Publication date of the original Japanese article: 2021-10-31 11:11 (JST)
Translated by. Nick Mosier
A Dragon Quest Builders 2 player has recreated various locations from The Legend of Zelda: Breath of the Wild with a level of detail that has fans talking.
Dragon Quest Builders 2 is a block-building RPG co-developed by Square Enix and Koei Tecmo. The setting sees a destruction worshipping cult called the Children of Hargon spreading their influence across the land. The main character is a talented apprentice builder who meets a boy that has lost his memory named Malroth, and their bond strengthens as they adventure and grow together.
It’s within this Dragon Quest Builders 2 that a Twitter user by the name of Namikaku has been recreating towns from The Legend of Zelda: Breath of the Wild.
Everything from Impa’s house standing tall over Kakariko and the high platforms of Rito Village, to the desert atmosphere and interior design of Gerudo Town have been faithfully recreated. They even made the shrine that sits beside Gerudo Town. Zora’s Domain retains its verticality and transparency, with the Veiled Falls being present as well. The rugged terrain of Goron City is also a sight to behold.
With such an uncommon level of detail and craftsmanship, just what is the motivation behind these recreations? We spoke with Namikaku to find out.
Namikaku first started experimenting with recreating towns from Breath of the Wild in Animal Crossing: New Horizons. Their recreation of Hateno Village represented the characteristics of the village especially well with crafty building and terrain usage. The design was also functional, with easy access to Resident Services and other buildings in town.
But Animal Crossing: New Horizons has a limit of one island per Nintendo Switch, so Namikaku ran out of space to work with on their island. That’s when they found out about Dragon Quest Builders 2 on YouTube. Kamikaku was also excited about being able to add elevation into their recreations and started their work in the game.
What’s the motivation behind their ambitious creation efforts? Namikaku says it comes from a love of The Legend of Zelda: Breath of the Wild and a connection to other fans of the game. Namikaku also says they discover something new every time they play which drives them to want to make those areas. Plus, other Breath of the Wild fans leave comments on Namikaku’s posts about how much they enjoy the recreations.
As mentioned earlier, Namikaku also remade the shrine from Gerudo Town. That creation was sparked by finding out that elevators could be made in Dragon Quest Builders 2. Once they knew how elevators worked in the game, the idea to make a shrine was hatched.
Namikaku also enjoys the powerful creation tools Dragon Quest Builders 2 offers. They consider the Builder’s Eye tool indispensable. The Builder’s Eye is a tool that allows players to freely move the camera to place and remove blocks. This makes it possible to place blocks up high or far away from the player and is a necessity for making large-scale buildings.
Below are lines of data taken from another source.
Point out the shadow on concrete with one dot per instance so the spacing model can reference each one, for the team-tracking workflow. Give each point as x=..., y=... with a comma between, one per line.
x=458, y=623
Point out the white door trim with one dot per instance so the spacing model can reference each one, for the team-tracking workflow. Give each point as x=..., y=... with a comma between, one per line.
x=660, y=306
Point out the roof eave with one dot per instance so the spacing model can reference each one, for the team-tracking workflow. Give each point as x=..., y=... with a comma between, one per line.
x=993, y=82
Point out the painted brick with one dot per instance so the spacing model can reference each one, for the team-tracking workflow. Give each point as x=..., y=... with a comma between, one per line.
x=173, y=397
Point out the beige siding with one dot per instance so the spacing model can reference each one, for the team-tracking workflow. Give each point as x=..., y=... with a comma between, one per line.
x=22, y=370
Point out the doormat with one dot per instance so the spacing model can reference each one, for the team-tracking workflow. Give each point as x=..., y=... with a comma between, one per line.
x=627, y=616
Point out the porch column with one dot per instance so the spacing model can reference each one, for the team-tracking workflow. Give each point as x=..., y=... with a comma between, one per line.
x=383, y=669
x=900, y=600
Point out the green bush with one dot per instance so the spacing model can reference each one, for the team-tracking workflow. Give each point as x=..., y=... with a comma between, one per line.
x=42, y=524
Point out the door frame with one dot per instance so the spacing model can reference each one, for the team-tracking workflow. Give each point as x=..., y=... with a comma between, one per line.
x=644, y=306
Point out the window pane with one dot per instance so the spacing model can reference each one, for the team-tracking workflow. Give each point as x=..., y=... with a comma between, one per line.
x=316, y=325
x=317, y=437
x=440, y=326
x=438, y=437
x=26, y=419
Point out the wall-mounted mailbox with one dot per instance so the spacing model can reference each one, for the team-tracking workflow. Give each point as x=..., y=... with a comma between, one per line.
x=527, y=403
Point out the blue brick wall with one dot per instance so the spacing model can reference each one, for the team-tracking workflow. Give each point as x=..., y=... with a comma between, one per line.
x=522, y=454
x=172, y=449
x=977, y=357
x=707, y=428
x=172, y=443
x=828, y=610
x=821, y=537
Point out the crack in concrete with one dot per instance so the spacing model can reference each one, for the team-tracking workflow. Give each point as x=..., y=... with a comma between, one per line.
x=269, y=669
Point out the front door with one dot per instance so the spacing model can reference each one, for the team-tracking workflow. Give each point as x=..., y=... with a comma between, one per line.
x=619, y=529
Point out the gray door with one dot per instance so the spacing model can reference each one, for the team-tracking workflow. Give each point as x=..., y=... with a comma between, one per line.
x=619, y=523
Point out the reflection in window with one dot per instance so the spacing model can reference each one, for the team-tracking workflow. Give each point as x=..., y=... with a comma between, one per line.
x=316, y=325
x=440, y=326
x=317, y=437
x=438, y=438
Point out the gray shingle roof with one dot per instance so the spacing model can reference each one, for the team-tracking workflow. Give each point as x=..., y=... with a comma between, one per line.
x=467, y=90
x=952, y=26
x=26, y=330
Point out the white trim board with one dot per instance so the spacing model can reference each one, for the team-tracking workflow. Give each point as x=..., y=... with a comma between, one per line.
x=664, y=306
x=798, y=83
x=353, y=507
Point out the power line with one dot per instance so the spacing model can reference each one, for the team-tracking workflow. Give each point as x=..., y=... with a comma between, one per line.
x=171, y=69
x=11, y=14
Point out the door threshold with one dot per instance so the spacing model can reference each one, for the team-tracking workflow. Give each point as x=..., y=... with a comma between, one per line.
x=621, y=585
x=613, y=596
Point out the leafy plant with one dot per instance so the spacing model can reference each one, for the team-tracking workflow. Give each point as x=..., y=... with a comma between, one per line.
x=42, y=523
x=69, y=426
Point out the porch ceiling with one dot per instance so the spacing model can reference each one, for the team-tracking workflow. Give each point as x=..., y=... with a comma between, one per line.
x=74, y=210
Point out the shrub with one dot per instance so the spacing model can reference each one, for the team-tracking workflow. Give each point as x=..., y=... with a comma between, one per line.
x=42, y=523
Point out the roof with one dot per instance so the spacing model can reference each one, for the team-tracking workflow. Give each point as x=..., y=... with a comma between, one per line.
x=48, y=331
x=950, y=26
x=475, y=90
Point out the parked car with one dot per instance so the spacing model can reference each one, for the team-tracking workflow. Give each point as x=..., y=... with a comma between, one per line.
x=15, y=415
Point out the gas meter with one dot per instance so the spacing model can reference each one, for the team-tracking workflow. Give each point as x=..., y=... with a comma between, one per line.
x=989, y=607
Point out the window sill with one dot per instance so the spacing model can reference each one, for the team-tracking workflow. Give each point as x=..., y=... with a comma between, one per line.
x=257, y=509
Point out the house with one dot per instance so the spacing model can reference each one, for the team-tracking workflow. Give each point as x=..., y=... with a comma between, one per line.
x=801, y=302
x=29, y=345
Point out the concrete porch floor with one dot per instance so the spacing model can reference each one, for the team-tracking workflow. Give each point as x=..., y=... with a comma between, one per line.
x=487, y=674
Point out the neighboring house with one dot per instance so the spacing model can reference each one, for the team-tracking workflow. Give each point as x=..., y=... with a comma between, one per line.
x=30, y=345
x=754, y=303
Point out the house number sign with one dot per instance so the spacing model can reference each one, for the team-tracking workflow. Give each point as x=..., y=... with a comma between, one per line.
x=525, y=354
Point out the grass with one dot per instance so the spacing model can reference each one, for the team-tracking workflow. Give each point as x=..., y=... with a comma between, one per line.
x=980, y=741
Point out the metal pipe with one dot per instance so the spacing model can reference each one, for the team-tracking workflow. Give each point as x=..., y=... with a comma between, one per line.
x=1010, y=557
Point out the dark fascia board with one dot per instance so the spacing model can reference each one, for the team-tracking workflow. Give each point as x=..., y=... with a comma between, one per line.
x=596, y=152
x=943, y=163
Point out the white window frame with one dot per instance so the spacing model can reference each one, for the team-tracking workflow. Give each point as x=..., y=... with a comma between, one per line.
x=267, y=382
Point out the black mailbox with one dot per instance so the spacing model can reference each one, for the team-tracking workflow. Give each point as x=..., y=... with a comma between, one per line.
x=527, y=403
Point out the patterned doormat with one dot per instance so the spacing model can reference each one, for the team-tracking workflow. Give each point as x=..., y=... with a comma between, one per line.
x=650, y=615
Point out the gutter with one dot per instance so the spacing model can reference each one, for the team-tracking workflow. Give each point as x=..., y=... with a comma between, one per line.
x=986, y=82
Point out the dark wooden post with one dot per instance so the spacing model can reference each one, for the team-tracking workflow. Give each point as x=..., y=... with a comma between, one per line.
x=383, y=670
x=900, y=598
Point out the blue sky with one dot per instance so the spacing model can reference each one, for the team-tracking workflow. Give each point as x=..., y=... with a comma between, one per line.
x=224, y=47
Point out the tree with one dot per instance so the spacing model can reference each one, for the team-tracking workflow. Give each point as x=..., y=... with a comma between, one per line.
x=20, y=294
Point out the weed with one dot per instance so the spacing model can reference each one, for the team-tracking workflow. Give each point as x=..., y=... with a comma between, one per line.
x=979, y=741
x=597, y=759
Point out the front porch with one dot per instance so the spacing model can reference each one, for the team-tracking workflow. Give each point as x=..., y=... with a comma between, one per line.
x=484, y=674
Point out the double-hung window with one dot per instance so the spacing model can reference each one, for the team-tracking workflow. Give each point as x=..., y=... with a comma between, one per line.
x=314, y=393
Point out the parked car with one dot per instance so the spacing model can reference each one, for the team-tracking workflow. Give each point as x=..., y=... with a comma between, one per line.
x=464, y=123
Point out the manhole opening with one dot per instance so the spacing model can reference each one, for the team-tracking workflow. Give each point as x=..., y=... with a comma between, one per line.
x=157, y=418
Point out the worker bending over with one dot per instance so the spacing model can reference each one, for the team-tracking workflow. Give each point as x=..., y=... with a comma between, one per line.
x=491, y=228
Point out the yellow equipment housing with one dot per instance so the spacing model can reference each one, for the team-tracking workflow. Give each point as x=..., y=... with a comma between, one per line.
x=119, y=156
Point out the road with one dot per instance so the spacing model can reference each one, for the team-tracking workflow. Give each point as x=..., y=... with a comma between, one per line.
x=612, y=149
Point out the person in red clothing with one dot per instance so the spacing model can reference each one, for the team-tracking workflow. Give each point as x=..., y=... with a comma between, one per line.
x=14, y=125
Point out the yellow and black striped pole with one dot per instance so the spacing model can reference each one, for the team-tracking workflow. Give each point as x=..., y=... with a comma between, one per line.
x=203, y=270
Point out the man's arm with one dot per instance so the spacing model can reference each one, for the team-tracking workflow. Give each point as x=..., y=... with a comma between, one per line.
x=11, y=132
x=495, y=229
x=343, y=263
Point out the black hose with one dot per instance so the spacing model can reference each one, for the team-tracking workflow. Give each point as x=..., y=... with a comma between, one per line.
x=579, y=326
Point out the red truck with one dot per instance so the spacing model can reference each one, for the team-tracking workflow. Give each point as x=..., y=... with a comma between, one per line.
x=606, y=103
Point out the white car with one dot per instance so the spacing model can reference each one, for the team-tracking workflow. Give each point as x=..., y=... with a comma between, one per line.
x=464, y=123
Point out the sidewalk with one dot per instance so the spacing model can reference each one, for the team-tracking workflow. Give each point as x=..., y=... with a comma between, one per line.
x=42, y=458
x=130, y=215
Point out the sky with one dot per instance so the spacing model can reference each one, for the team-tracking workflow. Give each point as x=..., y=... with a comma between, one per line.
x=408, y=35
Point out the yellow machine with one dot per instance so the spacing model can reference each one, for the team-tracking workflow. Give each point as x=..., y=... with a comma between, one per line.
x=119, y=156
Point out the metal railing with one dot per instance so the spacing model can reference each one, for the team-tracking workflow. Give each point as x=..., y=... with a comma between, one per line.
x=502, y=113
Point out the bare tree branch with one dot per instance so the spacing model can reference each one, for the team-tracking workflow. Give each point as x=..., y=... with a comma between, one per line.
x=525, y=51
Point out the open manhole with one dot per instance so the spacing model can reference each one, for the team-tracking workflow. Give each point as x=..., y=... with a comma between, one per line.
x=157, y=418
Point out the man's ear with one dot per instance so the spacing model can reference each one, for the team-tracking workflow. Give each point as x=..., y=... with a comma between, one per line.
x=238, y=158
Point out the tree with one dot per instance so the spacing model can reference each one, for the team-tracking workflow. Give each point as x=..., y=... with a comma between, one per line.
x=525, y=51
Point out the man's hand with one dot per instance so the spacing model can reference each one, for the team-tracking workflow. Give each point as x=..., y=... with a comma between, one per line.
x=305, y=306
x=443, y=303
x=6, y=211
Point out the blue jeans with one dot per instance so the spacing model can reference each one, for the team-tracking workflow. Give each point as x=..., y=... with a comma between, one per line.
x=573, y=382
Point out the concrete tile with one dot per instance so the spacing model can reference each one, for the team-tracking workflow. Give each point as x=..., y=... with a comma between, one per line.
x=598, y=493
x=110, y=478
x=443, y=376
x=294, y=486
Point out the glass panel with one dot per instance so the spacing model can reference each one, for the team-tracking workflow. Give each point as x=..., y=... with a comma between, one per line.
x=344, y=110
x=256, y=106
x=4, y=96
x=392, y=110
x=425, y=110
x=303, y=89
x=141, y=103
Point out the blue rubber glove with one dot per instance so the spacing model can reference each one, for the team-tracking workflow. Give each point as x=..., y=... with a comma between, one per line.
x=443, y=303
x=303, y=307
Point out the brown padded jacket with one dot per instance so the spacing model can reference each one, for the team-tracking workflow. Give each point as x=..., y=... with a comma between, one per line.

The recreations are mostly done from memory, with Namikaku taking screenshots from Breath of the Wild to use as reference if something is unclear. Each town is quite large, so Namikaku making them based on memory is impressive. Their distinct designs and layouts probably also help make them easier to memorize.
Namikaku said they were especially pleased with Gerudo Town. By the time they recreated Gerudo Town, they were already used to the creation tools and said the man-made structures were easy to construct. On the other hand, it sounds like towns that were surrounded by natural terrain were difficult, requiring a lot of blocks to make the terrain actually look natural. You can certainly see the difficulty involved when it comes to places like Rito Village.
These recreations are stunning works, but their submissions to the Dragon Quest Builders 2 Bulletin Board may not exactly be welcome. Recreations from other company’s IP are basically banned from the Bulletin Board. According to the content creation guidelines, which are written in Japanese, it doesn’t explicitly say you can’t make works from another company’s IP, but article 4 of the guidelines states that users will be responsible for any compensation if there are any disputes regarding another company’s IP. And Article 5 states that Square Enix retains the right to delete any content at their discretion.
It sounds like Namikaku’s submissions to the Bulletin Board were deemed unacceptable as they were deleted. From Square Enix’s perspective, the decision and the guidelines make sense. Namikaku does want to share their work, though, and is currently considering how best to do it.
These towns show the appeal of Breath of the Wild’s world, the power of Dragon Quest Builders 2’s creation tools, and Namikaku’s passion for building. Even without the Bulletin Board, screenshots of their creations convey that. What Namikaku does next will be must-see viewing.
Dragon Quest Builders 2 is currently available for the PS4, Nintendo Switch, Xbox One, and PC (Steam and Windows Store). It’s also currently available on Xbox Game Pass.